Published 6 Jun 2023 in quant-ph | (2306.03709v2)

Abstract: Gaussian boson sampling is a promising candidate for showing experimental quantum advantage. While there is evidence that noiseless Gaussian boson sampling is hard to efficiently simulate using a classical computer, the current Gaussian boson sampling experiments inevitably suffer from loss and other noise models. Despite a high photon loss rate and the presence of noise, they are currently claimed to be hard to classically simulate with the best-known classical algorithm.
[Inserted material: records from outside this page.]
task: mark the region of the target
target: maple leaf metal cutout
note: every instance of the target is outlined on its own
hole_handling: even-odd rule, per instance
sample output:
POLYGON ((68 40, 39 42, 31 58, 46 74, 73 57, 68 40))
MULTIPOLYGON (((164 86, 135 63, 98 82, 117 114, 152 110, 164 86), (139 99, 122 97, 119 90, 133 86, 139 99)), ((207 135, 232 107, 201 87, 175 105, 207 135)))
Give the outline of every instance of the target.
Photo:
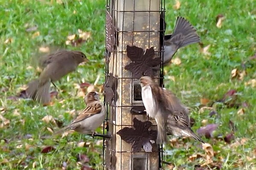
POLYGON ((153 143, 151 141, 156 141, 157 131, 148 130, 152 125, 151 122, 141 122, 136 118, 133 121, 134 128, 125 128, 117 132, 116 134, 120 136, 122 140, 132 144, 133 152, 139 152, 142 148, 143 148, 146 152, 152 152, 153 143))
POLYGON ((113 85, 113 74, 110 73, 108 78, 105 78, 103 85, 103 90, 105 91, 105 102, 106 104, 111 103, 114 97, 114 92, 112 89, 113 85))
POLYGON ((154 57, 154 47, 147 49, 145 54, 143 49, 136 46, 127 45, 127 56, 132 61, 125 69, 133 73, 133 77, 139 79, 142 76, 152 76, 153 70, 159 70, 160 57, 154 57))
POLYGON ((112 24, 112 18, 110 14, 106 11, 106 49, 112 52, 116 42, 115 32, 116 28, 112 24))

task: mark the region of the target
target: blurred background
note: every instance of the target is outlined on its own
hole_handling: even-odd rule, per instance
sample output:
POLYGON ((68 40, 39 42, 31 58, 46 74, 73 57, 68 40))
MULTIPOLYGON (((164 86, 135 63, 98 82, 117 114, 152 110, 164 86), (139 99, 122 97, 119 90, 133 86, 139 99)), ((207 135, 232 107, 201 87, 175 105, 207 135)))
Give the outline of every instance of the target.
MULTIPOLYGON (((165 168, 255 169, 255 1, 166 1, 166 34, 182 16, 202 43, 175 55, 165 68, 165 87, 191 108, 192 128, 209 145, 202 149, 193 139, 170 138, 163 160, 171 164, 165 168)), ((40 137, 84 108, 88 88, 102 92, 105 5, 104 0, 0 0, 2 169, 102 169, 102 139, 77 133, 58 142, 40 137), (23 99, 22 91, 40 72, 38 57, 60 49, 81 51, 91 62, 55 83, 61 93, 52 88, 50 106, 23 99)))

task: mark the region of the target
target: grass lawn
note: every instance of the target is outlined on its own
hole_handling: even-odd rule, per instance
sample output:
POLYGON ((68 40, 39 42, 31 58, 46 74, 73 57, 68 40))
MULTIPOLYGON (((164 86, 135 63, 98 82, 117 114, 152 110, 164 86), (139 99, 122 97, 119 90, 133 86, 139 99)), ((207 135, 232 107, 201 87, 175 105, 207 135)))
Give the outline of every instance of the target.
MULTIPOLYGON (((213 162, 204 167, 209 169, 219 164, 225 170, 256 169, 256 57, 250 58, 256 51, 255 1, 180 0, 178 9, 173 8, 175 1, 166 1, 166 33, 172 32, 176 17, 183 16, 195 26, 203 47, 207 48, 197 44, 180 50, 175 56, 176 64, 165 68, 165 86, 192 108, 195 131, 208 124, 218 125, 213 137, 203 137, 209 144, 204 149, 192 139, 170 139, 165 147, 164 161, 173 165, 166 166, 166 169, 174 167, 175 170, 192 170, 207 161, 213 162), (220 28, 216 26, 219 14, 225 17, 220 28), (230 90, 236 92, 226 97, 225 104, 215 102, 230 90), (212 106, 218 113, 210 117, 210 110, 200 109, 203 106, 212 106), (232 128, 230 121, 236 127, 233 138, 228 137, 232 128)), ((77 161, 79 154, 81 164, 102 169, 100 139, 77 133, 58 140, 40 138, 57 129, 54 121, 42 120, 45 116, 51 115, 67 125, 73 119, 71 113, 84 108, 77 84, 93 84, 98 75, 96 86, 104 81, 105 5, 103 0, 63 0, 60 3, 55 0, 0 0, 1 169, 79 170, 82 166, 77 161), (81 34, 79 29, 90 33, 90 37, 78 46, 66 45, 68 35, 81 34), (51 106, 10 99, 38 76, 32 66, 35 57, 41 55, 38 50, 44 49, 40 48, 42 47, 81 50, 92 62, 56 82, 63 91, 51 106), (86 147, 79 147, 83 141, 86 147), (49 146, 54 147, 54 150, 41 153, 49 146)))

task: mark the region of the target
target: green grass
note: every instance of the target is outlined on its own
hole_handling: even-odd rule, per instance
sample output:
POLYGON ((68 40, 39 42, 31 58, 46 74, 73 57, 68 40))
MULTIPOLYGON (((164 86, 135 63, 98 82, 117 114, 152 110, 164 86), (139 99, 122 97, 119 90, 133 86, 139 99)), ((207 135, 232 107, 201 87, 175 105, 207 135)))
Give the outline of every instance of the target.
MULTIPOLYGON (((81 82, 83 79, 93 83, 98 75, 100 76, 98 84, 104 82, 105 2, 103 0, 67 0, 59 4, 52 1, 0 0, 0 89, 5 89, 0 91, 1 108, 4 109, 4 113, 1 114, 11 120, 9 126, 0 129, 0 166, 2 169, 6 170, 23 169, 24 167, 27 169, 60 169, 65 162, 67 169, 79 170, 81 165, 77 164, 76 156, 83 153, 90 159, 88 164, 96 170, 102 169, 102 146, 96 143, 98 139, 81 137, 76 133, 58 141, 43 140, 40 137, 50 134, 46 127, 56 128, 41 120, 45 116, 52 115, 66 125, 72 119, 69 113, 70 110, 84 108, 82 98, 76 95, 77 90, 74 88, 74 83, 81 82), (36 31, 27 32, 26 25, 28 28, 37 25, 38 28, 36 31), (67 36, 77 34, 78 29, 90 32, 91 37, 79 47, 65 45, 67 36), (33 38, 36 31, 39 31, 40 35, 33 38), (12 42, 4 43, 9 38, 12 39, 12 42), (8 99, 36 76, 35 69, 27 68, 32 65, 37 50, 44 45, 81 50, 93 62, 86 66, 80 66, 77 71, 69 74, 69 81, 64 78, 61 85, 56 83, 65 91, 58 99, 64 99, 62 102, 56 101, 52 106, 44 107, 28 99, 8 99), (15 109, 20 116, 14 115, 15 109), (24 125, 20 120, 24 121, 24 125), (27 134, 31 135, 32 138, 26 139, 27 134), (77 147, 77 143, 82 140, 93 143, 93 147, 77 147), (72 145, 70 144, 72 142, 76 142, 72 145), (26 148, 26 144, 31 147, 26 148), (20 144, 23 144, 21 147, 20 144), (41 153, 44 146, 54 146, 56 150, 41 153), (8 162, 3 162, 5 160, 8 162), (33 168, 34 162, 35 166, 33 168)), ((198 110, 193 109, 192 116, 196 123, 192 128, 196 130, 203 125, 201 121, 207 119, 207 123, 219 124, 216 133, 225 135, 230 133, 228 122, 232 120, 238 130, 231 144, 204 138, 216 153, 214 160, 221 162, 223 169, 256 168, 255 159, 249 161, 247 156, 253 157, 256 145, 256 91, 255 88, 244 85, 256 77, 256 60, 249 60, 256 51, 254 1, 181 0, 181 7, 178 10, 172 8, 175 1, 166 1, 166 33, 172 33, 176 17, 183 16, 195 26, 204 45, 211 45, 209 51, 211 54, 207 56, 201 53, 198 45, 180 50, 175 57, 181 59, 181 64, 172 64, 165 68, 165 87, 192 108, 200 104, 201 98, 214 101, 221 99, 228 90, 236 90, 241 94, 239 101, 250 105, 245 109, 244 114, 237 114, 241 107, 224 106, 218 109, 221 116, 218 118, 209 118, 209 111, 198 114, 198 110), (215 17, 219 14, 226 17, 221 28, 215 26, 215 17), (245 68, 241 65, 243 62, 245 68), (231 79, 231 70, 236 68, 239 71, 245 69, 247 74, 243 79, 231 79), (169 76, 174 76, 175 81, 169 79, 169 76), (244 138, 247 140, 243 145, 231 146, 236 140, 244 138)), ((179 141, 183 143, 182 140, 179 141)), ((204 151, 198 147, 198 142, 192 139, 186 141, 187 148, 186 145, 172 147, 167 144, 166 146, 166 151, 172 152, 164 157, 164 160, 175 164, 175 169, 179 167, 193 169, 195 165, 204 163, 200 159, 192 162, 189 161, 189 156, 196 153, 204 154, 204 151)))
In this work, we present a classical tensor-network algorithm that simulates Gaussian boson sampling and whose complexity can be significantly reduced when the photon loss rate is high. By generalizing the existing thermal-state approximation algorithm of lossy Gaussian boson sampling, the proposed algorithm allows us to achieve increased accuracy as the running time of the algorithm scales, as opposed to the algorithm that samples from the thermal state, which can give only a fixed accuracy. This generalization enables us to simulate the largest scale Gaussian boson sampling experiment so far using relatively modest computational resources, even though the output state of these experiments is not believed to be close to a thermal state. By demonstrating that our new classical algorithm outperforms the large-scale experiments on the benchmarks used as evidence for quantum advantage, we exhibit evidence that our classical sampler can simulate the ground-truth distribution better than the experiment can, which disputes the experimental quantum advantage claims.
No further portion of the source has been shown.